Bad bosses ignore their employees. These bosses aren’t necessarily overly critical, but they’re not breaking out the “thanks” either. They basically ignore their staff, providing no direction, no feedback, no mentoring, no coaching, no advocacy, no credit, and no appreciation. Someone with this boss might be tempted to pinch himself to confirm he still exists. 

Bad bosses are self-centered. Self-centered bosses make me think of the Nabiha song, “You.” “It’s all about you,” she sings. Uh huh. The self-centered boss is not concerned with her employees’ motivations, wants, or needs. She doesn’t care about her employees’ time, although you’d think she would, since time is money, but—no. She’ll pop into her assistant’s office five minutes before he was planning to head home, insist that a report be generated “right away,” and then let weeks pass before she ever glances at it, if she glances at it at all. Unfortunately, occurrences like this aren’t occasional, they make up a pattern. “To heck with you,” her actions say, “You’re not important.” What a jerk.

Bad bosses don’t stick up for their staff. Good bosses appreciate their employees’ efforts, talents, and intentions and won’t allow others to blame, berate, humiliate, and otherwise abuse their staff no matter how justified the abuser may think he is.

Bad bosses play favorites. We aren’t all the same, and in the workplace, we won’t all be treated the same. However, good bosses are fair and give credit where credit is due. They don’t dump on productive employees so that the “favorite” can be free to do… whatever the heck he does, and they don’t lavish attention and protection on one employee while completely ignoring the efforts, results, and talents of the others.

Bad bosses yell, curse at, and berate their employees. A bully is a bad boss. I don’t have to say a lot about that, do I?

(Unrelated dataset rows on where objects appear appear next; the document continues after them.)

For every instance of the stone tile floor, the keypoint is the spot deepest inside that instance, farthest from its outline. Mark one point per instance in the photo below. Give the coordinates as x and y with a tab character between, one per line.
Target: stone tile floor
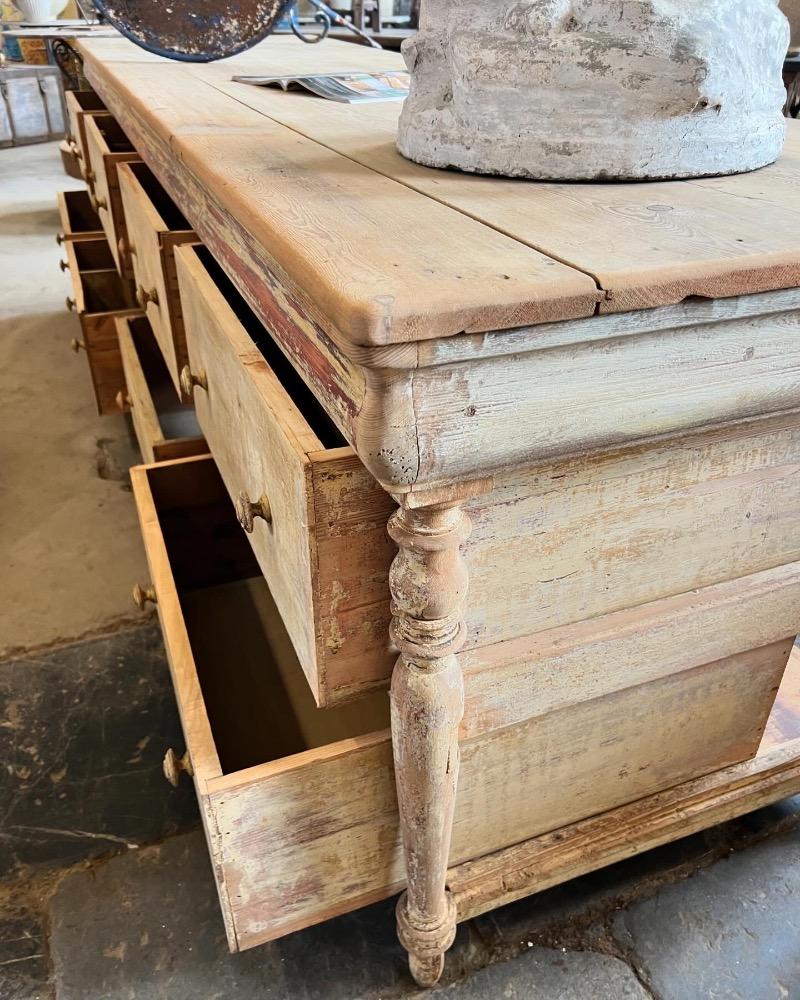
713	917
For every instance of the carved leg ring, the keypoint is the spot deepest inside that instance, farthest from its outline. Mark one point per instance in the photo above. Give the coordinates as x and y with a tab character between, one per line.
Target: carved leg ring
428	581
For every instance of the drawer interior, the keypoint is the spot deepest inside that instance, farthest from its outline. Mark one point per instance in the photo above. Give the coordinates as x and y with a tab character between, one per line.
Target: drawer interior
258	703
171	215
177	419
81	217
93	255
115	139
103	291
305	401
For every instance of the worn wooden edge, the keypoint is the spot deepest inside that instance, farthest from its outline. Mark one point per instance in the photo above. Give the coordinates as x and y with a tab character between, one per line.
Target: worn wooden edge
628	292
193	279
691	312
188	693
359	318
556	857
512	664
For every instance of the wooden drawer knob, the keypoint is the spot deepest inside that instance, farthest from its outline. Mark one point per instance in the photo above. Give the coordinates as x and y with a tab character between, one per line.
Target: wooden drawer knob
125	249
143	296
143	595
175	766
247	511
189	380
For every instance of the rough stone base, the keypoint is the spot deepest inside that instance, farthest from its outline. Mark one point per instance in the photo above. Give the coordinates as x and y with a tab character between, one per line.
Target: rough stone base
596	89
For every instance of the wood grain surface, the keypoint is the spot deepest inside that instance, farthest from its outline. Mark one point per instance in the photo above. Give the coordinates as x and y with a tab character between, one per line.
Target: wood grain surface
637	245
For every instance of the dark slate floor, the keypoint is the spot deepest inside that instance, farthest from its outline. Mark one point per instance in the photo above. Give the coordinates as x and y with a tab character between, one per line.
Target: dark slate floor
88	911
716	916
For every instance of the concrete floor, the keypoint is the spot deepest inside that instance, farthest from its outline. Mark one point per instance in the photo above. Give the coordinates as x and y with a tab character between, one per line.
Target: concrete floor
106	891
64	495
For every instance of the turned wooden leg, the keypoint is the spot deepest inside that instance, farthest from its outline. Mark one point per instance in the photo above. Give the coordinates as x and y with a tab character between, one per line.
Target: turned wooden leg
428	582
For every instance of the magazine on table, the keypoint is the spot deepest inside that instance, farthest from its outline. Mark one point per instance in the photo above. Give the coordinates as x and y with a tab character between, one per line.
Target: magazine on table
346	88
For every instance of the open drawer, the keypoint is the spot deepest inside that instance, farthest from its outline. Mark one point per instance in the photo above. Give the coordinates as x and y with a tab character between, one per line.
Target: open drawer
316	518
100	296
298	802
79	221
81	103
107	147
165	428
155	227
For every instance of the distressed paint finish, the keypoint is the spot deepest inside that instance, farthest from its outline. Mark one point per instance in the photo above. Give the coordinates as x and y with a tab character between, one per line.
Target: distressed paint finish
428	582
596	89
296	325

Bad bosses don’t listen. Bad bosses have terrible listening skills. They don’t pay attention when spoken to, and as a result they can’t remember this, and they can’t remember that. Their employees spend all kinds of time repeating things, finding things their bosses have lost, and rescheduling meetings their bosses have forgotten about. These bosses are the original “absent-minded professors,” except there’s nothing charming or comedic about it, because again, this behavior says “You don’t count,” and the reality is, that stinks.